La police accompagnée de plusieurs huissiers a définitivement condamné lundi matin l’accès à la clinique Montmartre (nord parisien), dans le cadre d’une procédure d’expulsion pour loyers impayés. Une soixantaine de médecins libéraux exerçaient dans cet établissement spécialisé en chirurgie (viscérale, orthopédique, cardiaque, ophtalmologique), dont les portes sont désormais murées. 75 salariés y étaient employés. Plusieurs de ces professionnels ont confié au « Quotidien » avoir été choqués par la façon dont s’est déroulée la fermeture de la clinique, sous les yeux de plusieurs patients et personnels. Le déploiement de camions de CRS bloquant l’accès à la rue a également frappé les praticiens.
Des patients traités « comme des paquets de pâtes »
Le Dr Alexandra Panajotopoulos, ORL en exercice depuis six ans dans la clinique, devait opérer un jeune patient ce matin-là. « L’huissier m’a téléphoné à 7 heures du matin pour me dire que c’était inutile de me déplacer », témoigne-t-elle. « Outrée » par cette affaire, le médecin, qui assurait une vacation dans l’établissement un lundi sur deux, envisage une action en justice. « Des patients ont été mis dehors, d’autres ont été transférés, on les a traités comme des paquets de pâtes », s’agace-t-elle.
Son confrère, le Dr Georges Perez, partage son indignation.
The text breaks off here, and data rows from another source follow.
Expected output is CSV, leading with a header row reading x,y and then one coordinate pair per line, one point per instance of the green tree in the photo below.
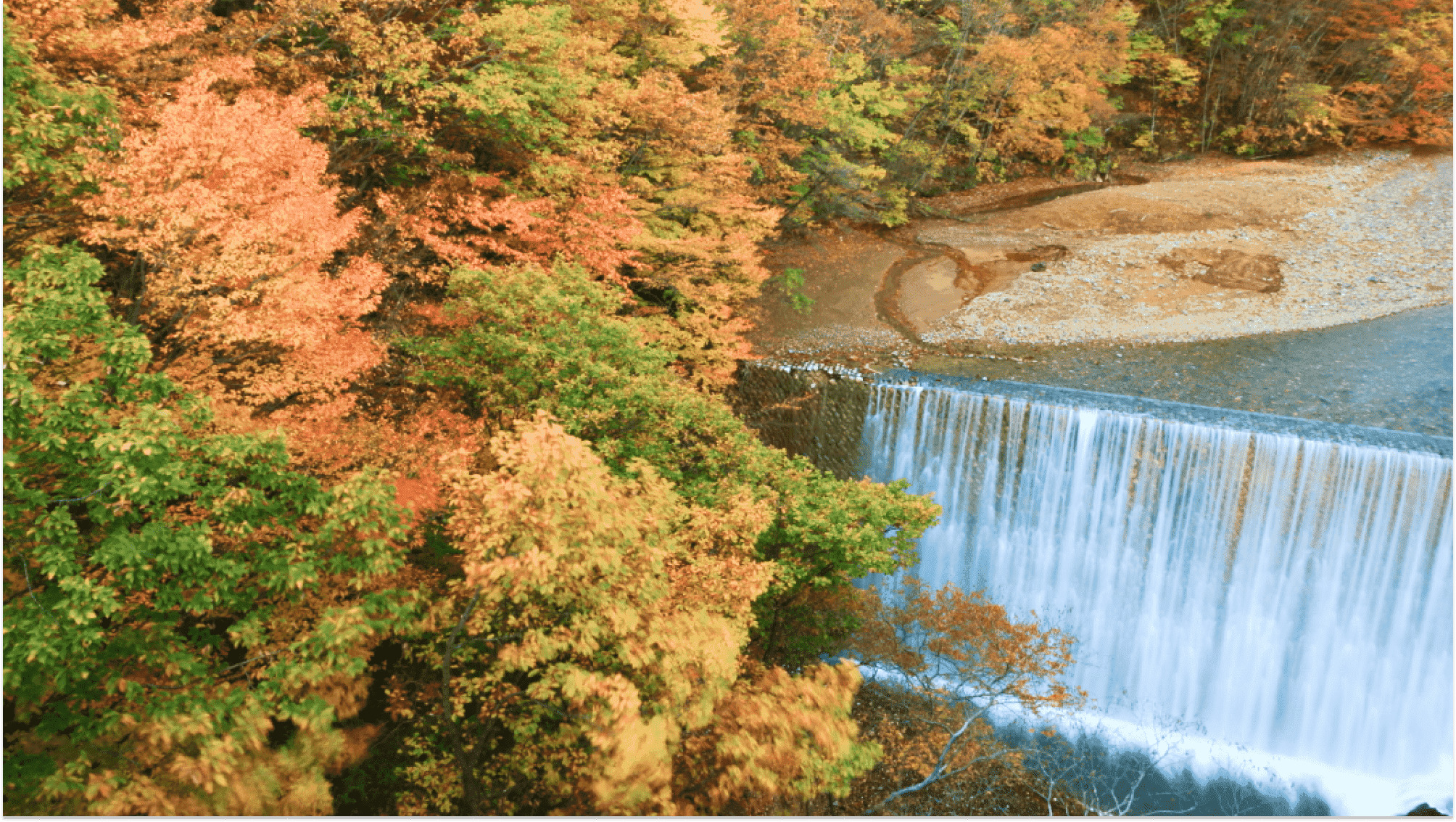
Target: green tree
x,y
175,599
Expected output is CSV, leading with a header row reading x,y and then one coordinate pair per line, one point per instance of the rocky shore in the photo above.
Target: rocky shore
x,y
1330,241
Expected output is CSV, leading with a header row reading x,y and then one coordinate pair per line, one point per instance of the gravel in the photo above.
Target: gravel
x,y
1381,244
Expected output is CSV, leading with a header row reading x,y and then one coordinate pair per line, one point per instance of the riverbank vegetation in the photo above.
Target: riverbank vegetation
x,y
366,446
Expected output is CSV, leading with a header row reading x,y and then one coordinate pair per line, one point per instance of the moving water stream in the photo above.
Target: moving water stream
x,y
1291,595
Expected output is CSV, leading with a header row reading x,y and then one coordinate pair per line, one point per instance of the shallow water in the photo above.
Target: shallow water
x,y
1392,372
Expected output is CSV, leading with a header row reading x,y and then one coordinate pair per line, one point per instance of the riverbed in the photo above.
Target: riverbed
x,y
1072,292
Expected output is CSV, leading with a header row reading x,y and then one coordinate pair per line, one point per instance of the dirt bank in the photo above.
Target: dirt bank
x,y
1349,237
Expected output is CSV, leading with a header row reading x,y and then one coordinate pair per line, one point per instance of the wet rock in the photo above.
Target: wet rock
x,y
1229,268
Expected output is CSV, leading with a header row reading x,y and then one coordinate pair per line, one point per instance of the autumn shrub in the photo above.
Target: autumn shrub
x,y
938,665
589,661
173,596
233,231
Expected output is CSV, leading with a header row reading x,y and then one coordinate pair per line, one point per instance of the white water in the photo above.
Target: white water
x,y
1294,598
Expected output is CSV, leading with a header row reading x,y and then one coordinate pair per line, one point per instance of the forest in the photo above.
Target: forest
x,y
368,442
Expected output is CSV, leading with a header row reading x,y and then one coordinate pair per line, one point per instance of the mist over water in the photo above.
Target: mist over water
x,y
1289,596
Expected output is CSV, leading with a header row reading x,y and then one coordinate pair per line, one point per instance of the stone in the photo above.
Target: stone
x,y
1229,268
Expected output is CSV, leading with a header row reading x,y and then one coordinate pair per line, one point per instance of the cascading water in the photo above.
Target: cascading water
x,y
1289,595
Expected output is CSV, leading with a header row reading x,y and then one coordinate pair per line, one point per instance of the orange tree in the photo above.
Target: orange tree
x,y
937,665
186,618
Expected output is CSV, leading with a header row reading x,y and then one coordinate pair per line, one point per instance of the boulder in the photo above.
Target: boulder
x,y
1229,268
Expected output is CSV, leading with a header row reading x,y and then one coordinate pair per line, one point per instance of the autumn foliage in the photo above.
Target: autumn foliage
x,y
365,363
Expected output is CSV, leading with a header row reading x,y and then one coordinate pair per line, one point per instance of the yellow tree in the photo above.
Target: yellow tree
x,y
938,664
589,658
236,244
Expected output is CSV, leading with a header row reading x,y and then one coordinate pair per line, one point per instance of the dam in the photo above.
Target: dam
x,y
1283,585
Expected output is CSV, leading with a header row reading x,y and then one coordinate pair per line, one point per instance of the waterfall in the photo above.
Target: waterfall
x,y
1289,595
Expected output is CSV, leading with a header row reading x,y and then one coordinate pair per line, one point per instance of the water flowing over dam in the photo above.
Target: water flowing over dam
x,y
1285,586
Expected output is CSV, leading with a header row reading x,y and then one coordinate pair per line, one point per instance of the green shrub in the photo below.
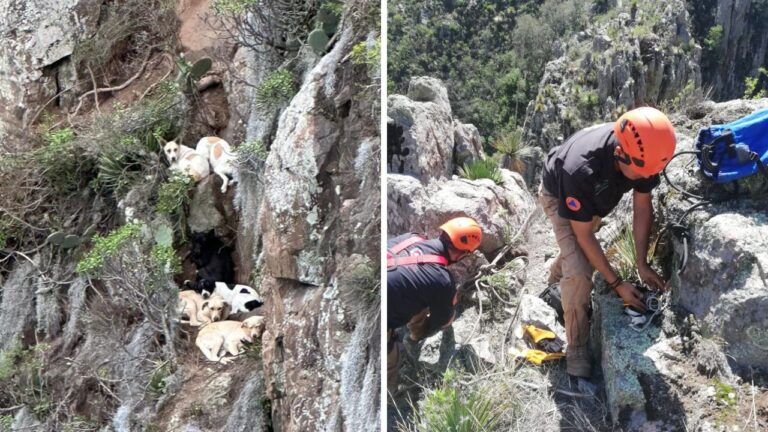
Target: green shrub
x,y
105,247
623,256
157,381
61,163
165,259
173,196
126,143
237,7
481,169
363,54
275,91
445,410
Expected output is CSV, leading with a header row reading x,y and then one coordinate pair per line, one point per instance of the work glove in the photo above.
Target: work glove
x,y
537,357
543,339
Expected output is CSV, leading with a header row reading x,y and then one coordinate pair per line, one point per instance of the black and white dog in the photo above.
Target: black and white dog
x,y
213,260
241,298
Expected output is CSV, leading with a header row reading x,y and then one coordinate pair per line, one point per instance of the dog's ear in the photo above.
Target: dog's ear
x,y
253,304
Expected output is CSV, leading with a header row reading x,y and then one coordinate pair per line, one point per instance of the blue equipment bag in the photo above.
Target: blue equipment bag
x,y
735,150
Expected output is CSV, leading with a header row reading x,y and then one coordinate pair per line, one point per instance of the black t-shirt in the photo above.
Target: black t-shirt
x,y
582,174
411,288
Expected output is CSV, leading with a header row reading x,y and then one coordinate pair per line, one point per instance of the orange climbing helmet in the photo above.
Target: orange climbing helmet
x,y
465,234
647,140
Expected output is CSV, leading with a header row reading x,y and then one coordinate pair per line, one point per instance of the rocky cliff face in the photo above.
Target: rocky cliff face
x,y
305,223
35,59
636,57
424,140
319,223
743,47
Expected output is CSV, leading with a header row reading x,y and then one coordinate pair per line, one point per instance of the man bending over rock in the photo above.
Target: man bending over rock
x,y
420,291
583,180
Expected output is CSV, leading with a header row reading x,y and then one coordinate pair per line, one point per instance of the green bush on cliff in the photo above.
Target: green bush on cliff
x,y
173,196
445,408
479,169
276,91
105,247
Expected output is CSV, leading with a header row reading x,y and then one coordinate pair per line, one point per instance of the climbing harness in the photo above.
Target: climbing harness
x,y
725,154
655,303
735,150
394,260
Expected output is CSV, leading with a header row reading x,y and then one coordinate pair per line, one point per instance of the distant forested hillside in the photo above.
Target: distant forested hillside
x,y
491,54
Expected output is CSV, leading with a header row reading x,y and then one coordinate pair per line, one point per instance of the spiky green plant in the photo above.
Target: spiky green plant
x,y
482,168
445,409
105,247
173,195
623,256
318,40
276,91
511,145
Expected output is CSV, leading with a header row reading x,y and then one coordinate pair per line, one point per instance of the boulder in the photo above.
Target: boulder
x,y
39,37
724,283
468,145
599,77
499,209
17,307
420,133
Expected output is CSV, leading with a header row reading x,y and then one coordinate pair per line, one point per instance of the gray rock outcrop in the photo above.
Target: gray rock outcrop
x,y
724,283
743,47
39,37
424,140
320,205
613,67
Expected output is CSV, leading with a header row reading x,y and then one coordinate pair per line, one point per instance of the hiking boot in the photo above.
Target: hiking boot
x,y
582,385
578,363
412,348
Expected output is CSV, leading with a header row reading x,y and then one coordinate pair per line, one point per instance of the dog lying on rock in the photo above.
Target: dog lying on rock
x,y
217,339
186,160
219,154
201,311
240,298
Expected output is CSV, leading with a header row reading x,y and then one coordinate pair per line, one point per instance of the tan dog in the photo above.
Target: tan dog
x,y
217,339
201,311
219,154
187,160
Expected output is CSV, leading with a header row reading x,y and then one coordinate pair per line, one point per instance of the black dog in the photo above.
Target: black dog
x,y
213,260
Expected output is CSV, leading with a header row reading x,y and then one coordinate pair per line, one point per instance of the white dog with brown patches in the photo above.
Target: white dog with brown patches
x,y
201,311
186,160
219,154
217,339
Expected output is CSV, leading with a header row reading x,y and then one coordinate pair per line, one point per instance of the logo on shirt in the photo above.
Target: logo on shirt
x,y
572,203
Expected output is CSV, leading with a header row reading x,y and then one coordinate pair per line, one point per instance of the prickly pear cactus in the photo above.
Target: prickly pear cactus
x,y
318,40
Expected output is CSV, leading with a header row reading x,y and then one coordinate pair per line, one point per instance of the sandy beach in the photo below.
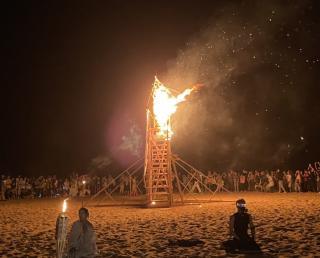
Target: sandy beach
x,y
287,225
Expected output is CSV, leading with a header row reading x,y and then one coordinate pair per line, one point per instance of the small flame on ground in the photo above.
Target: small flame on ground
x,y
165,105
64,205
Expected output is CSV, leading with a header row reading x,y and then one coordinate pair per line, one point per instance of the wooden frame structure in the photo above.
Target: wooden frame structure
x,y
161,170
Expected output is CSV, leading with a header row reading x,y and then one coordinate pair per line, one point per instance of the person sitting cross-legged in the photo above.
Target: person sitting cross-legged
x,y
239,224
82,240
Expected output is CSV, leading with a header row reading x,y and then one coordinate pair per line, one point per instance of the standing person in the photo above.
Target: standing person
x,y
3,188
280,181
289,180
122,179
82,239
242,182
210,180
134,187
305,181
297,181
238,227
235,181
250,181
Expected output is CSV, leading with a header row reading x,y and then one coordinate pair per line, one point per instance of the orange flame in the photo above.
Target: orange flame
x,y
165,105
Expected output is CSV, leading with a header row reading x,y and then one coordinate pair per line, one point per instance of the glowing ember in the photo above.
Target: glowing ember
x,y
64,205
165,105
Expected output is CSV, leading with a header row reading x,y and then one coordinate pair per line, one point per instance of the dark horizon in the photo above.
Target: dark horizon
x,y
76,78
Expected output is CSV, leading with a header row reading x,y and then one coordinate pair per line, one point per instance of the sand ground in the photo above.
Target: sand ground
x,y
287,225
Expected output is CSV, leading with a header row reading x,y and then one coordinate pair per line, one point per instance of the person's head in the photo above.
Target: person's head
x,y
241,205
83,214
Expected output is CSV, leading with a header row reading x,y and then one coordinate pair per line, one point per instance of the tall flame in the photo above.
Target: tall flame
x,y
165,105
64,205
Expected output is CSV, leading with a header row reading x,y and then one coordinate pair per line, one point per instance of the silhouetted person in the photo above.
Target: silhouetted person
x,y
239,224
82,240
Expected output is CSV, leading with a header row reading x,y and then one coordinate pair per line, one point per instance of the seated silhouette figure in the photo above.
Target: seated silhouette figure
x,y
239,224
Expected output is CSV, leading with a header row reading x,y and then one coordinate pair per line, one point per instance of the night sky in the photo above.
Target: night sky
x,y
76,77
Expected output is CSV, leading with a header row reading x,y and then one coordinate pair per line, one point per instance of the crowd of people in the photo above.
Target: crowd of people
x,y
307,180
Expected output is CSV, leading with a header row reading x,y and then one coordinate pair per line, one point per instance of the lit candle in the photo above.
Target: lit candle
x,y
61,230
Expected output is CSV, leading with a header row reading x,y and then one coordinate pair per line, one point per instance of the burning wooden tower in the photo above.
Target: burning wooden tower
x,y
158,168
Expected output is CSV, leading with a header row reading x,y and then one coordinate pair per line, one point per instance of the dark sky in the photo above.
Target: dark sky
x,y
76,75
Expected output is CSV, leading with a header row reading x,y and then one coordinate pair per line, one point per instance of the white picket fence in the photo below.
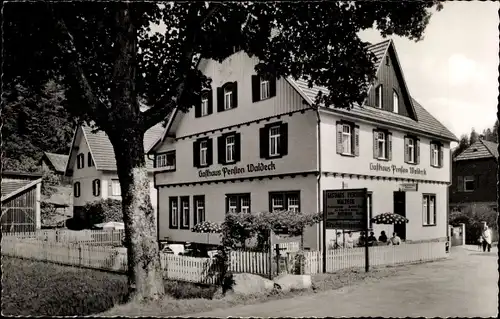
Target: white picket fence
x,y
338,259
203,270
88,237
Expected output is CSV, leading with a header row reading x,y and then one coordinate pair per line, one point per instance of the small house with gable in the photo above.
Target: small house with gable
x,y
258,144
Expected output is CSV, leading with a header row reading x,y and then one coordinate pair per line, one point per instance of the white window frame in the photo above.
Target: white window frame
x,y
232,208
265,89
274,140
380,98
245,207
77,189
96,185
293,203
469,179
277,207
185,213
395,101
203,152
428,209
230,148
411,150
435,154
347,139
115,188
382,145
228,98
174,213
200,210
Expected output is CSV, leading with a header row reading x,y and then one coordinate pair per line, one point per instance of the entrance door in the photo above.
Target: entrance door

L’obstétricien se dit « le plus ancien des médecins de la clinique ». Son premier stage date de 1973. « J’y ai opéré pendant trente ans dans des conditions favorables, même si, côté financier, j’ai l’impression que les margoulins se succédaient. »
La clinique a connu trois changements de propriétaires ces deux dernières années. Ancienne acquisition du groupe Kapa santé, l’établissement a été revendu en 2014 puis en janvier 2015 à Pierre Fabreguettes.
Joint ce mercredi par « le Quotidien », ce dernier exprime son incompréhension totale. « 85 % des loyers étaient payés, personne ne comprend la décision du préfet, je n’ai aucune explication, dit-il. Nous sommes désormais en liquidation, les personnels seront licenciés, c’est une situation épouvantable. »
L’agence régionale de santé (ARS) francilienne était au courant de la procédure d’expulsion mais pas de la date, a précisé l’AFP.
Expulsion brutale
Le niveau d’information sur la procédure d’expulsion pour cause de loyers impayés semble très variable entre les professionnels. Deux praticiens contactés par « le Quotidien », une gastro-entérologue et un radiologue, avaient conscience de la procédure d’expulsion en cours, que la justice avait ordonnée au début de l’automne.
Le médecin radiologue louait (avec des confrères) environ 300 m2 à la clinique. « Quand je suis arrivé, lundi matin, les CRS bloquaient la rue de part et d’autre de la clinique. Ils m’ont laissé entrer pour régler quelques urgences et prévenir les patients qui avaient rendez-vous le jour-même. Heureusement, ils n’ont pas saisi le matériel. » Probablement parce que le loyer a été payé directement aux huissiers et ce jusqu’au 31 mars. Comme beaucoup de confrères, le radiologue dénonce une expulsion « extrêmement brutale ». Les huit employés du service de radiologie ont été transférés dans deux autres cabinets de ville des environs.
A contrario, le Dr Ngoc-Thanh Pham-Thi n’a appris que... mardi midi par un coup de fil de l’anesthésiste que sa séance d’endoscopie du jour n’aurait pas lieu. « Très embêtée » et « surprise », la gastro-entérologue n’a eu d’autre choix que d’appeler son patient dans l’urgence afin de s’organiser autrement. Elle effectuait des vacations dans la clinique depuis une dizaine d’années.